"Jolie, mais abîmée. Jeune, mais cabossée. Quand je suis entrée dans cette petite salle, ce matin de Novembre, ce sont les premiers mots qui me sont venus à l'esprit. Elle était là, courbée sur sa petite chaise blanche, à tricoter quelques mots sur ses petits papiers colorés. Elle s'est tournée instantanément vers moi, et j'ai senti mon coeur frapper. Elle m'a regardée, de ses yeux noirs et humides. Elle avait le visage fragile, les joues creusées jusqu'à la commissure des lèvres, mais paradoxalement, c'est ce qui donnait force à sa beauté.
 Je me suis assise près d'elle et je l'ai observée écrire, me cachant derrière un livre sans intérêt. Certaines personnes dégagent quelque chose qui vous attire et vous intrigue sans raison. C'était le cas pour elle. Alors, je l'ai scrutée, je ne sais pas combien de temps. Quelques secondes, quelques siècles. Le temps semble bien particulier dans ces moments-là.
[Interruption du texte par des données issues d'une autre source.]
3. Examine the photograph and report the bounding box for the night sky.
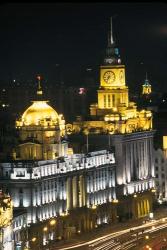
[0,2,167,92]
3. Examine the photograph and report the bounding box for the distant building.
[154,136,167,204]
[142,73,152,95]
[0,190,14,250]
[67,17,155,221]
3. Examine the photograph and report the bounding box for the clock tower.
[98,19,128,110]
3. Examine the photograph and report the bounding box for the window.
[104,95,106,108]
[161,174,165,179]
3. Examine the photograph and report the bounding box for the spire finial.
[110,17,114,45]
[146,71,148,80]
[37,76,43,95]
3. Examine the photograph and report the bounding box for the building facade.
[67,17,155,221]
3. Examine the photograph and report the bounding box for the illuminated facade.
[142,73,152,95]
[0,191,14,250]
[154,136,167,204]
[13,77,67,160]
[67,17,155,221]
[1,150,117,247]
[0,78,117,247]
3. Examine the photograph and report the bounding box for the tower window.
[108,95,111,108]
[104,95,106,108]
[112,95,115,107]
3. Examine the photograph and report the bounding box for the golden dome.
[20,101,59,126]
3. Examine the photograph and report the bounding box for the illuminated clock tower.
[98,19,128,110]
[142,73,152,95]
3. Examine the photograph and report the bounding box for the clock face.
[103,71,115,84]
[119,70,124,82]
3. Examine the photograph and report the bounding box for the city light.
[49,219,56,226]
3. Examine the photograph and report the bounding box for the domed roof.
[21,101,59,126]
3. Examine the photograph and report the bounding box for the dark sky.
[0,2,167,92]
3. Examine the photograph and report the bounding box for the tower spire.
[37,76,43,96]
[110,16,114,45]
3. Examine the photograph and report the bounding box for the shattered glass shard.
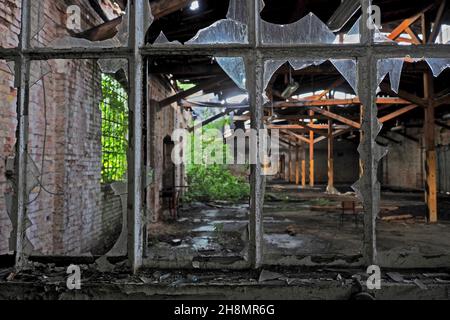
[377,59,405,93]
[261,13,336,44]
[216,57,247,90]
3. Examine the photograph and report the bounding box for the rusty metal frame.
[0,0,450,272]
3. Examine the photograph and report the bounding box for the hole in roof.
[261,0,341,24]
[146,0,230,43]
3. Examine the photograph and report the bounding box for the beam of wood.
[388,14,421,40]
[295,146,300,185]
[379,104,419,123]
[423,71,438,223]
[434,95,450,108]
[327,115,334,193]
[280,131,300,147]
[310,108,361,129]
[267,124,327,136]
[314,128,353,144]
[392,131,420,144]
[377,83,428,108]
[302,158,306,188]
[388,3,434,40]
[309,131,315,187]
[405,27,421,44]
[288,146,294,182]
[151,0,192,20]
[188,109,236,132]
[281,130,309,143]
[434,120,450,130]
[159,78,224,108]
[428,0,447,44]
[274,97,412,108]
[379,134,401,144]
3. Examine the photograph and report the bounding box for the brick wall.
[0,0,126,255]
[380,121,450,189]
[0,0,22,48]
[0,60,17,254]
[0,0,21,254]
[147,77,190,220]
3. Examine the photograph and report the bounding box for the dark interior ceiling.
[92,0,450,130]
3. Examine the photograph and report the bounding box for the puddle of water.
[264,234,304,249]
[192,225,216,232]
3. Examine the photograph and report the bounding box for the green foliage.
[100,74,128,183]
[184,115,250,202]
[184,165,250,202]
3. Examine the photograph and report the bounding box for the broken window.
[373,0,450,45]
[100,74,128,183]
[264,59,364,266]
[31,0,134,48]
[24,59,127,262]
[0,60,17,264]
[0,0,22,48]
[146,56,250,268]
[260,0,361,45]
[147,0,248,45]
[376,58,450,268]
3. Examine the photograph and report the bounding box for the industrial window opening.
[100,74,128,183]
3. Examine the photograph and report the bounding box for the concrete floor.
[147,184,450,268]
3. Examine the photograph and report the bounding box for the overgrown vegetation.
[100,74,128,183]
[184,109,250,202]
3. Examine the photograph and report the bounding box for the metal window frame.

Je l'ai donc connue comme ça, je l'ai comprise comme ça aussi ; en la regardant entailler de sa plume ses feuilles, en l'attendant et la scrutant des milliards d'heures. Je n'ai jamais su ce qu'elle y écrivait, je crois que c'étaient des pensées, une des millions de choses qui lui passaient par la tête. Je l'ai comprise dans ces grands couloirs blancs et froids, parmi l'odeur de médicament, parmi ces lits défaits et tièdes. Je l'ai découverte en arpentant ce sol brillant et triste. Elle portait sur ses épaules frêles ce truc, ce machin, qui fait peur, épouvante et assassine : Quand serre ? Qu'en sert ? Je ne sais plus vraiment.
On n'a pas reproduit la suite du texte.